Operação Força Integrada bloqueia mais de R$ 508 milhões e cumpre 106 prisões em 19 estados, Pernambuco está entre eles

17 de setembro de 2026 Policial
Redação Tu Visse por Redação Tu Visse

Uma megaoperação coordenada pelas Forças Integradas de Combate ao Crime Organizado (FICCOs) mobilizou, nesta quarta-feira (16), agentes de segurança em 19 estados brasileiros para combater organizações criminosas envolvidas em crimes como tráfico de drogas e armas, lavagem de dinheiro e outros delitos.

Batizada de Operação Força Integrada IV, a ação reúne 20 bases das FICCOs e é coordenada pela Polícia Federal.
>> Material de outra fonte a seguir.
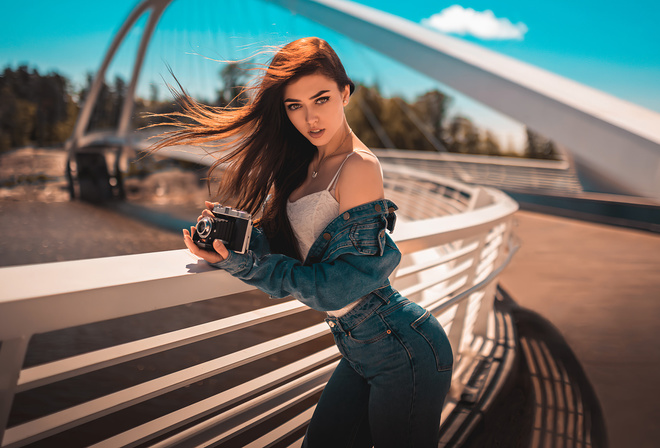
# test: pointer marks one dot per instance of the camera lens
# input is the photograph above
(204, 227)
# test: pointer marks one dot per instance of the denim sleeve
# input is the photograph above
(325, 286)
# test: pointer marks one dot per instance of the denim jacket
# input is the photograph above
(352, 257)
Ao todo, foram expedidos 106 mandados de prisão e 173 mandados de busca e apreensão. As decisões judiciais também determinaram bloqueios, sequestros e outras restrições patrimoniais que ultrapassam R$ 508 milhões, atingindo imóveis, veículos, ativos financeiros e outros bens ligados aos grupos investigados. 

A ofensiva ocorre de forma simultânea nos estados da Paraíba, Acre, Rio Grande do Norte, Espírito Santo, Pernambuco, Roraima, Ceará, Amapá, Alagoas, Sergipe, Minas Gerais, Paraná, Goiás, Mato Grosso, Tocantins, Bahia, Mato Grosso do Sul, Pará e Rio Grande do Sul. 

Ações em Pernambuco

Em Pernambuco, a FICCO/PE participou da operação com diligências que também alcançaram Bahia, Minas Gerais, Rio Grande do Norte e Rio Grande do Sul.

Segundo a Polícia Federal, foram cumpridas sete medidas cautelares, sendo três mandados de busca e apreensão e quatro de prisão preventiva. Durante as diligências, os agentes apreenderam R$ 122 mil em dinheiro. A atuação teve como objetivo aprofundar investigações relacionadas ao crime organizado em Pernambuco e na Bahia. 

A FICCO/PE reúne Polícia Federal, Polícia Militar, Polícia Civil, Polícia Penal, Polícia Rodoviária Federal e Secretaria Nacional de Políticas Penais, além de atuar em cooperação com outros órgãos de segurança pública.

Operação mira estrutura financeira das organizações

De acordo com a Polícia Federal, a operação busca atingir não apenas integrantes das organizações criminosas, mas também a estrutura financeira utilizada pelos grupos. As medidas patrimoniais determinadas pela Justiça superam R$ 508 milhões e incluem bloqueio de recursos, sequestro de imóveis e veículos e restrições sobre outros ativos. 

Entre as ações realizadas nos estados, uma das maiores medidas patrimoniais ocorreu no Tocantins. Na chamada Operação Rota Araguaia II, a Justiça determinou o bloqueio de até R$ 412,5 milhões relacionados a um núcleo investigado por tráfico transnacional de drogas e lavagem de capitais.

No Mato Grosso do Sul, outra frente da operação determinou o sequestro de até R$ 75 milhões em bens e valores de uma organização criminosa investigada por atuação interestadual. Já na Bahia, a Operação Eirene II cumpriu 45 mandados de prisão e 57 de busca e apreensão, além de medidas patrimoniais superiores a R$ 12 milhões.

A Operação Força Integrada IV reúne polícias civis, militares e penais, guardas municipais, Polícia Rodoviária Federal, Secretaria Nacional de Políticas Penais e secretarias estaduais de Segurança Pública, em atuação conjunta coordenada pela Polícia Federal.